Finally, as our preliminary inferences suggest, the conditions that generally favor or prevent gene flow between species will likely vary depending on the biological features of different systems. Here, we evaluated several factors that are likely influential in wild tomato populations, but did not assess other biological components—such as variation in the relative local density of species or the magnitude of overlap in species ranges—that might also influence gene flow in wild systems, but about which we have less a priori information. For example, some previous analyses have assessed factors influencing general introgression patterns with different approaches. For example, Winger (2017) evaluated the relationship between introgression and plumage differentiation for 16 lineages of Andean cloud forest birds within a geographically and ecologically structured study. He found evidence for introgression across a geographic barrier between lineage pairs with uniform plumage patterns, but not between pairs with divergent plumage. This suggests that different patterns of sexual selection might determine whether and when introgression is expected, although alternative explanations, including more time since divergence between plumage‐differentiated pairs, could not be excluded in this case. Clearly, additional tests of the ecological, reproductive, and historical factors most strongly predictive of postspeciation gene flow will be helpful in evaluating how these might or might not differ between major groups of organisms.

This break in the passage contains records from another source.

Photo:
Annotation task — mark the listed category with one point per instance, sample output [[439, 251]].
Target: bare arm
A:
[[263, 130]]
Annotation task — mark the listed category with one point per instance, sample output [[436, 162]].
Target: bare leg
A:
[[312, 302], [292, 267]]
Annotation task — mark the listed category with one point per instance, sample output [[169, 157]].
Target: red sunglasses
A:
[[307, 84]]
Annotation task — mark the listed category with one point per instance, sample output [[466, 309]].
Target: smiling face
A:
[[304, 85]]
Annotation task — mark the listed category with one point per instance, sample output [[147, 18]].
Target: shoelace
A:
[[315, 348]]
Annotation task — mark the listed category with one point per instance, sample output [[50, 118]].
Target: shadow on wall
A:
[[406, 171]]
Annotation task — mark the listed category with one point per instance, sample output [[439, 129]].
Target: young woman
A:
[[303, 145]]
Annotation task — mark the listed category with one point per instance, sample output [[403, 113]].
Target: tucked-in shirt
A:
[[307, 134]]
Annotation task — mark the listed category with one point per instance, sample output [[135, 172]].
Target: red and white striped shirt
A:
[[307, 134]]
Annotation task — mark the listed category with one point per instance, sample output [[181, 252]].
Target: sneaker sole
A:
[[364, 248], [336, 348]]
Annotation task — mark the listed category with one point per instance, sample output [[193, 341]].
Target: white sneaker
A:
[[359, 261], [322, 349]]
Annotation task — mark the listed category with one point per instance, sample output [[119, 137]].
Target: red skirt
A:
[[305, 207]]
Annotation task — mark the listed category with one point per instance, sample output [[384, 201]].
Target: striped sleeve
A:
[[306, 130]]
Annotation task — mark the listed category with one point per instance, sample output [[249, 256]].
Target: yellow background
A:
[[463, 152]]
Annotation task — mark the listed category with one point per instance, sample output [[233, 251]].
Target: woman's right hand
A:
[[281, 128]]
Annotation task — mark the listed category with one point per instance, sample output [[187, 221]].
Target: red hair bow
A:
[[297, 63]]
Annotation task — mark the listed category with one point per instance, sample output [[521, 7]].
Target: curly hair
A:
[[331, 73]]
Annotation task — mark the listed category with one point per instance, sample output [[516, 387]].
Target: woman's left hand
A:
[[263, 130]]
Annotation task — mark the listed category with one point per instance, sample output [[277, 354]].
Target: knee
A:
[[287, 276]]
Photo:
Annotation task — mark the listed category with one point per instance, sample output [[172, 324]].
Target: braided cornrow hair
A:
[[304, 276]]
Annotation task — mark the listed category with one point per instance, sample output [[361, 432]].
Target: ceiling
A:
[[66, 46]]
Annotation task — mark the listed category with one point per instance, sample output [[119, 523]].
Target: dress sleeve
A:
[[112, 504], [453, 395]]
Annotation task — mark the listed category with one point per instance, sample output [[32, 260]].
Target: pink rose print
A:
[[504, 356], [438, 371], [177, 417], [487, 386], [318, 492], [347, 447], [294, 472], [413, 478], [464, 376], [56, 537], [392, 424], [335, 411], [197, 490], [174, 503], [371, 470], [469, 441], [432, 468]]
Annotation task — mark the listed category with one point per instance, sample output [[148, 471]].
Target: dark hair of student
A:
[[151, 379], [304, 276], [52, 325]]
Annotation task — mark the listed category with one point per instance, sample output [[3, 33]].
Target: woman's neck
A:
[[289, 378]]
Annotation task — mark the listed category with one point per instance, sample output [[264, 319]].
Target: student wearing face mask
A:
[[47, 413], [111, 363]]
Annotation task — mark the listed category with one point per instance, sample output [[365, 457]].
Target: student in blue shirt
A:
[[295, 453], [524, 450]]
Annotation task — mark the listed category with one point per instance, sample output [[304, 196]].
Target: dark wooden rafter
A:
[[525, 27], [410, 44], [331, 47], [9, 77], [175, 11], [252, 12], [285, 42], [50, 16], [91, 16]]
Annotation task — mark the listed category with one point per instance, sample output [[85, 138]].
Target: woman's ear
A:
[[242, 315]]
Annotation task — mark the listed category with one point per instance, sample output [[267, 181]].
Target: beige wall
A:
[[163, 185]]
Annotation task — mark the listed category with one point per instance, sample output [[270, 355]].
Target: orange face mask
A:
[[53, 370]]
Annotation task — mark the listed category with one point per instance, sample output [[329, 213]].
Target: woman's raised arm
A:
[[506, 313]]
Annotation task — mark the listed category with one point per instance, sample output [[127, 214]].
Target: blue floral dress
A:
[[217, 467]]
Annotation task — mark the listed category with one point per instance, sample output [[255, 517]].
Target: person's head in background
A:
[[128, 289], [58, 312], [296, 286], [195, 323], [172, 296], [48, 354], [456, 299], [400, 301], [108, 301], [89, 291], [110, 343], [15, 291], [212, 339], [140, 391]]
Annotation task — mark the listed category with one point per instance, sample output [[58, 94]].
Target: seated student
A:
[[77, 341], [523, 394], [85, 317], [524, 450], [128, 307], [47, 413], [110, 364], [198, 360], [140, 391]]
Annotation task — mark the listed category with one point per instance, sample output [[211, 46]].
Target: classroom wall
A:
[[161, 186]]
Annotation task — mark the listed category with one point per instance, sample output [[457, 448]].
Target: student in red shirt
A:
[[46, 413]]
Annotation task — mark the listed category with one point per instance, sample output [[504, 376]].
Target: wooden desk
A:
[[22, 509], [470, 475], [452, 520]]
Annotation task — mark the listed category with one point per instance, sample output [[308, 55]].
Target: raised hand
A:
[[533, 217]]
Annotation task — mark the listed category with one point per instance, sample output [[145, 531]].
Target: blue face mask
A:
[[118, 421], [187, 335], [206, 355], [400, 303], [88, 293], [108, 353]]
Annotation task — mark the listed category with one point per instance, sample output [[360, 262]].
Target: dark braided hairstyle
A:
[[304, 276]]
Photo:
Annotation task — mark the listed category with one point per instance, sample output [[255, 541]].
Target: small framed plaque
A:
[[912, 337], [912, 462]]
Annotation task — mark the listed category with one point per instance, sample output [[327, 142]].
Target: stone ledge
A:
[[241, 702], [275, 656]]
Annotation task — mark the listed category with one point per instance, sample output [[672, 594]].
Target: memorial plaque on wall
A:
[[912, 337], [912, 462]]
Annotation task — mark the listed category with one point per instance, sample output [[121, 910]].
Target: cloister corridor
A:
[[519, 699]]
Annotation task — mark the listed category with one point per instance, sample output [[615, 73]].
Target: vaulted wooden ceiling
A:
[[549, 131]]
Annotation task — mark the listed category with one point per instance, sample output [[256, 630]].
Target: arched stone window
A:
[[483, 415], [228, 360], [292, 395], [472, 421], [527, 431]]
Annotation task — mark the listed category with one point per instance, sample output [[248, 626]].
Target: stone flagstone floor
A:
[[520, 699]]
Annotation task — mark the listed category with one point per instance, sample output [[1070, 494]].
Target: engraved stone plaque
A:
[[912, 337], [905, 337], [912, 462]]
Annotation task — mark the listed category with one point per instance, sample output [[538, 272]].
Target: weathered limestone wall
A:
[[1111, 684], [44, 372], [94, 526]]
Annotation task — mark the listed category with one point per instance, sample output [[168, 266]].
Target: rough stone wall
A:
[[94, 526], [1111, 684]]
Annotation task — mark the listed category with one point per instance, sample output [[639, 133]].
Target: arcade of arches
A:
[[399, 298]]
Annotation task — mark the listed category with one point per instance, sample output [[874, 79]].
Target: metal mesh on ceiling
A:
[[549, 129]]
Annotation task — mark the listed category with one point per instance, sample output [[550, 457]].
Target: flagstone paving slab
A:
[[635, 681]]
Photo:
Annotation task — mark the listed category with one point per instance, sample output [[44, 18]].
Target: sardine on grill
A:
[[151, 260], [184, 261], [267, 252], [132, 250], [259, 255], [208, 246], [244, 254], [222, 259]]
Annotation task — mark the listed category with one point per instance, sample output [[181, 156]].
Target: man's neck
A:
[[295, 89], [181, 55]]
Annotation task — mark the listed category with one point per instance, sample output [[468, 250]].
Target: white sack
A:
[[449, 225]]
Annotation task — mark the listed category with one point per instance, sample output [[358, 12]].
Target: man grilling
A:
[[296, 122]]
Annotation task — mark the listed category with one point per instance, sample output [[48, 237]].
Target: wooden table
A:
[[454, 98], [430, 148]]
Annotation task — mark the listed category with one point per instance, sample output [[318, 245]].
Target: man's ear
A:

EVALUATING INTROGRESSION AS AN IMPORTANT EVOLUTIONARY FORCE

Our analyses join a growing consensus of studies that suggest gene flow among distinct lineages might be common, especially those that have rapidly diverged, have incomplete isolating barriers, and that maintain some regions of geographical overlap (The et al. 2012; Brawand et al. 2014; Jónsson et al. 2014; Lamichhaney et al. 2015). Our findings also reaffirm that although genetic exchange in any particular instance is likely to be influenced by both ecological and genomic contexts, only via systematic tests of introgression patterns across multiple cases can we start to assess the major determinants of postspeciation gene flow. One of our goals here was to demonstrate that structured a priori tests and associated analyses that draw on ABBA–BABA statistics provide one framework for assessing the influence of general factors on the frequency and amount of postspeciation introgression, when applied across multiple species pairs. Moreover, most of the specific analyses proposed here require comparatively modest a priori information to implement, beyond what is already required to generate conventional D‐statistics. For example, Dp requires only one sample per lineage, making it comparable to other coalescent‐based methods for quantifying the magnitude of introgression, such as F4 ancestry estimation (Patterson et al. 2012), PhyloNet (Than et al. 2008; Wen et al. 2018), and the f d statistic (Martin et al. 2015). It has similar behavior to f d estimated in genomic windows, but can be used to quantify the genome‐wide rate of introgression. Further, by requiring only biallelic site counts for a four‐taxon tree, D p has more lenient data requirements than the F4 ratio (which requires a five‐taxon tree and known demographic history) or PhyloNet (which requires gene trees as input, or priors in the case of Bayesian inference). The increasing availability of whole‐genome data from multiple closely related species therefore makes the implementation of these kinds of approaches increasingly accessible in the near future.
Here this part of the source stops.